La
tarde cedía para que el crepúsculo se impusiera con vehemencia, sobre un cielo
azulado que de tanta agua se había lavado hasta parecer una acuarela. Inmóvil, permanecía
callado en mi cueva, no podía estar en otro lado, escondido en las mismas cajas
acartonadas que me habían resguardado de las chatarras. El gato masticaba el
poco alimento que me había quedado en las conservas, en el segundo escalón más próximo
a la puerta. Comía atropellado, cual desdichado tras abandonar su dieta. No se
percataba de mi presencia. Yo lo observaba y me regocijaba. Había sacrificado
mi comida en un gesto de grandeza. Rita descansaba entre mis manos, no quería
que lo viera. Los gatos suelen ayudarnos y sin embargo nunca nos enteramos,
probablemente porque no aprendieron el abecedario. ¿O sí? Ellos ronronean. Mi
querido gato movía la cola para todos lados. Si en lugar de cola hubiera tenido
alas hubiese despegado. Por momentos erguía la cabeza y bostezaba, cansado.
¿Sabían que los gatos duermen no menos de 16 horas diarias? ¿Y que aún dormidos
están atentos a los estímulos? Nunca parecieron animales, probablemente sean sagrados.

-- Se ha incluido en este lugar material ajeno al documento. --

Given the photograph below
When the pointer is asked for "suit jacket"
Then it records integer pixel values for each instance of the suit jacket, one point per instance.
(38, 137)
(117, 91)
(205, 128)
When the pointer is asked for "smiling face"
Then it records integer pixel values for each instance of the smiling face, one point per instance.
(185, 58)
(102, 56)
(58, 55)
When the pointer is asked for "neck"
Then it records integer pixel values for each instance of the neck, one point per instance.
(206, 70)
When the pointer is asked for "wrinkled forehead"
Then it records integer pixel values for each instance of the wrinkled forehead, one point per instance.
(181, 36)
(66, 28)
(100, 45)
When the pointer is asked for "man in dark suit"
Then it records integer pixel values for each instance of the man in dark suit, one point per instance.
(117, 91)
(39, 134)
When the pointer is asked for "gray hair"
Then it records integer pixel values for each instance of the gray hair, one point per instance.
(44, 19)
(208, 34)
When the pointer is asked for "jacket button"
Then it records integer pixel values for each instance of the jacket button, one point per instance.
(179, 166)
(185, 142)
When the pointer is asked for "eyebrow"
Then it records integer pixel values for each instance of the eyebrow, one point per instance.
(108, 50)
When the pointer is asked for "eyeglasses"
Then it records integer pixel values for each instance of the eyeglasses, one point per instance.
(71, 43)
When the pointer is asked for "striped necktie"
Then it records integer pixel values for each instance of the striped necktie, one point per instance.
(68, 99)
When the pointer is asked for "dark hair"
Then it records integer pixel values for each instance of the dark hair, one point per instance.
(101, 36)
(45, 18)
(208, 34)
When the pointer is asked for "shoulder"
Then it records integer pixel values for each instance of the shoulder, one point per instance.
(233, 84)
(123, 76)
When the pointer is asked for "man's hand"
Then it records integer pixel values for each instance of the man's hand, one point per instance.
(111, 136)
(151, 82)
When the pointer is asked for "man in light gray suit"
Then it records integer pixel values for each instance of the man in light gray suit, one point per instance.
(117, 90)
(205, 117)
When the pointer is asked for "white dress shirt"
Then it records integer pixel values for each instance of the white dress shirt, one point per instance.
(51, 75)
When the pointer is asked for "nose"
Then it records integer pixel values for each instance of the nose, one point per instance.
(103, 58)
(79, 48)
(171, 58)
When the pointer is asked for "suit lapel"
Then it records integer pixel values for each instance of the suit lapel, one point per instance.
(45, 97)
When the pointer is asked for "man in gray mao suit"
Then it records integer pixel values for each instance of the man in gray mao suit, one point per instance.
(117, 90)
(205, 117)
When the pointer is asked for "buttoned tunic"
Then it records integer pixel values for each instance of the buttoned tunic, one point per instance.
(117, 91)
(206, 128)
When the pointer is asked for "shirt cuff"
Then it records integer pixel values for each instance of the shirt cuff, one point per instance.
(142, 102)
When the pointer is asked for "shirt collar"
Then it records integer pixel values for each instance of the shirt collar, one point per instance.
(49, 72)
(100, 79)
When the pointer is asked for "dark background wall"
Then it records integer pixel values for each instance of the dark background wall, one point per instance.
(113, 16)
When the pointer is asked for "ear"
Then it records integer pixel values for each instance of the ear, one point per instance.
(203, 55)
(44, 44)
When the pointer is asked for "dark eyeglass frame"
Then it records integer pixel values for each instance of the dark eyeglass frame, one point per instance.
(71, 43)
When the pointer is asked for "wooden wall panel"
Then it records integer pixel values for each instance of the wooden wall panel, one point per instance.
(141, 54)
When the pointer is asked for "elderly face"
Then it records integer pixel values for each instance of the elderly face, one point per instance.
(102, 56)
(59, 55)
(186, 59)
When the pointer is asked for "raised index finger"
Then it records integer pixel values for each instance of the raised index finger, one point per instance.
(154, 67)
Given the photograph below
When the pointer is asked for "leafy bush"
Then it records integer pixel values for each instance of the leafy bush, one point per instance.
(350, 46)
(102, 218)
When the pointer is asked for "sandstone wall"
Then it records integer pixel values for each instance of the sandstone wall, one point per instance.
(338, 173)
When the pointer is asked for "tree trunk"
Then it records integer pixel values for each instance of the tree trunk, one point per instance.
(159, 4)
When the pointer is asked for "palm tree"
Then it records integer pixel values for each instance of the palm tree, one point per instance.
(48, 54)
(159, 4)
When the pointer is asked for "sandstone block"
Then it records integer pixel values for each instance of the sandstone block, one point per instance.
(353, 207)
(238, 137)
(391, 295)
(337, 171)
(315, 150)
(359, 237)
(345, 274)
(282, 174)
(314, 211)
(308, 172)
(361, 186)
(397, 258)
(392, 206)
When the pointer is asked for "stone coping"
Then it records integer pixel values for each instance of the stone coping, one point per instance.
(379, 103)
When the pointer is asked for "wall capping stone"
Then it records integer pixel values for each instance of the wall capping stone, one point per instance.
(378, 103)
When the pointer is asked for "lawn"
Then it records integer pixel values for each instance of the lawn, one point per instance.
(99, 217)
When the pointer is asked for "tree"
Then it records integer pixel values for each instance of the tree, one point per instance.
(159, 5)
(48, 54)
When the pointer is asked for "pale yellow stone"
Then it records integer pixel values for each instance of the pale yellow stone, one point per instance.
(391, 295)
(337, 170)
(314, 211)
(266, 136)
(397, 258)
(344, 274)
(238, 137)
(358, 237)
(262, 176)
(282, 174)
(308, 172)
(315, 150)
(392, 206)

Para los cristianos eran mamíferos satánicos. Seguía morfando con una voracidad
exagerada. No cultivaba los buenos modales, no le interesaba. En su reino la
fineza siempre ha sido despreciada. De pronto apuntaba sus ojos hacia la puerta.

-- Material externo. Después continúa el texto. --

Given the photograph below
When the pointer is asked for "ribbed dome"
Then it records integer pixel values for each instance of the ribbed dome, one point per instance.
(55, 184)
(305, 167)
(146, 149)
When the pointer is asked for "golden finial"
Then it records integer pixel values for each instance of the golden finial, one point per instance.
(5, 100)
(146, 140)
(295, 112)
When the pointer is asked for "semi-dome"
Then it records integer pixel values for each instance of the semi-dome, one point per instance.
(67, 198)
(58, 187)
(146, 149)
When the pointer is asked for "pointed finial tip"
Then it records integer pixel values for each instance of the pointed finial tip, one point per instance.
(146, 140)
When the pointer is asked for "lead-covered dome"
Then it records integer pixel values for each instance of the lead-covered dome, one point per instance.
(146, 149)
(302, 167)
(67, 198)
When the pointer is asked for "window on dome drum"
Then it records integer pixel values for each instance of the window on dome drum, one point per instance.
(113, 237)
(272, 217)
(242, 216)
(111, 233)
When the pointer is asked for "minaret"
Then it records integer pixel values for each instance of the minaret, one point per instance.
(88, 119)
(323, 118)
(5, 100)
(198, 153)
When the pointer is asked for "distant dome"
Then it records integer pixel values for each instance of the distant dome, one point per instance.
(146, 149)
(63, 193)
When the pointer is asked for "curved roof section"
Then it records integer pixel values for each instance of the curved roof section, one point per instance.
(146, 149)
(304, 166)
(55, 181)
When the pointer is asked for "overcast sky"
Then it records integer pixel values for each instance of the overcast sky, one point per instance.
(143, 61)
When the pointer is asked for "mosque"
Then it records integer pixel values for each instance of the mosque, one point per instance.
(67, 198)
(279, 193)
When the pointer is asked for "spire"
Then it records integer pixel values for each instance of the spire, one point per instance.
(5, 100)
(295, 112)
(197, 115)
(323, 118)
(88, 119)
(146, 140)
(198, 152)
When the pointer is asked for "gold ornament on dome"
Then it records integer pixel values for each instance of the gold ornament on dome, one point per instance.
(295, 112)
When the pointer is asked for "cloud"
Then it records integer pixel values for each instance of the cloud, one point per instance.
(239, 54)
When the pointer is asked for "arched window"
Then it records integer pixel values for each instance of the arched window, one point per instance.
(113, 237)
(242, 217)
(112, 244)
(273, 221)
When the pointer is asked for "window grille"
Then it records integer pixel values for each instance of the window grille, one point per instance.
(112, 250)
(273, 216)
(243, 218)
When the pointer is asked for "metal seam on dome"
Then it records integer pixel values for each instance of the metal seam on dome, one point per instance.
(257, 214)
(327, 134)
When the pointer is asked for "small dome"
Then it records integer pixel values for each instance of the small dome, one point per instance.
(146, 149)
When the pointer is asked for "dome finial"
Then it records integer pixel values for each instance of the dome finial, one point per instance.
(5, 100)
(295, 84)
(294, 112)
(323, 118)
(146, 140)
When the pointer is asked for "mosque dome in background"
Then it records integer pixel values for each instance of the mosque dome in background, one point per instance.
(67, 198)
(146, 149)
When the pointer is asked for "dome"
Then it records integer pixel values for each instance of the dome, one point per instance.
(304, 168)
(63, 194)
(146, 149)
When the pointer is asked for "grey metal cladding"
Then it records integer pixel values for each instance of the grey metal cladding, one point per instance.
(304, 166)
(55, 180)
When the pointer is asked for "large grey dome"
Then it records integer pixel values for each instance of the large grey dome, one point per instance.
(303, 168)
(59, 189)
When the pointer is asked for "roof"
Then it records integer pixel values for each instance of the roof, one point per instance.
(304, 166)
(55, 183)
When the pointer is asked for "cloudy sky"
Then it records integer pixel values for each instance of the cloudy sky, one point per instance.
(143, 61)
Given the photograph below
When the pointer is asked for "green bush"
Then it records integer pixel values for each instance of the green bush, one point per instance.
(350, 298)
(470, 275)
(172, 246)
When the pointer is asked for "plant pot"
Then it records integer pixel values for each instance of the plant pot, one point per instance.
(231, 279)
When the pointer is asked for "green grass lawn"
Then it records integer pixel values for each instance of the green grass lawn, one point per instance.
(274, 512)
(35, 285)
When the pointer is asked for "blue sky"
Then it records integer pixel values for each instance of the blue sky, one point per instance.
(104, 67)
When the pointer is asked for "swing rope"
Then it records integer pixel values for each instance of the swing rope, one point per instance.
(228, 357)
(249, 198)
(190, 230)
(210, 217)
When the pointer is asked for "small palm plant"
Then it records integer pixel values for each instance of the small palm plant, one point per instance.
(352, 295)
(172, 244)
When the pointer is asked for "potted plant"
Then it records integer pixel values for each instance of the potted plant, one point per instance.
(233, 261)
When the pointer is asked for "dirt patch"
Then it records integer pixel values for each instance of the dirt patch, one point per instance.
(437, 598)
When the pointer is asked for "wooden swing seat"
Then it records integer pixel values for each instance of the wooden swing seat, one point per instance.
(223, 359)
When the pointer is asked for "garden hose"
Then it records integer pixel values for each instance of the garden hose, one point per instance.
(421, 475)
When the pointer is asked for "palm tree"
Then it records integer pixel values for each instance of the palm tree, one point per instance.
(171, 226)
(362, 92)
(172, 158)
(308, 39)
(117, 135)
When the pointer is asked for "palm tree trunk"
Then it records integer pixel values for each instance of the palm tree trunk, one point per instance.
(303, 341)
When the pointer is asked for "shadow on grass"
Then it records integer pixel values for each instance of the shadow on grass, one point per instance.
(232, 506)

Apenas respiraba, no quería que me descubriera. La paloma no veía nada, con mis
manos sudadas la amurallaba. Me importaba que el gato tomara confianza y
supiera que aquel plato no había brotado de la naturaleza. Ya llevaba no menos
de quince minutos mascando. Lo necesitaba a mi lado. Sirviéndole alimentos
podía entretenerlo todo el tiempo que quisiera, o hasta que su estómago
ejerciera resistencia. Si tan solo hubiera sabido que valoraba su presencia. Lo
sé, estaba enloqueciendo, pero podíamos ser grandes amigos, a no ser que
decidiera ignorar mi amistad sincera, pero si había regresado era porque le agradaba,
o al menos le inspiraba confianza. Finalmente lamía el fondo del plato. Todo
parecía indicar que ya se había saciado, porque bajaba por la escalera. Me
escondía, no quería que me viera, el brillo de mis ojos podía ser hallado. Por
cierto el techo estaba cubierto de telarañas. Contaba hasta diez. ¡10!, regresaba
la mirada a la escalera. El gato negro había desaparecido, tal vez en busca de
nuevas aventuras. ¡Hasta pronto!, murmuraba y soltaba a Rita, temiendo un ahogo.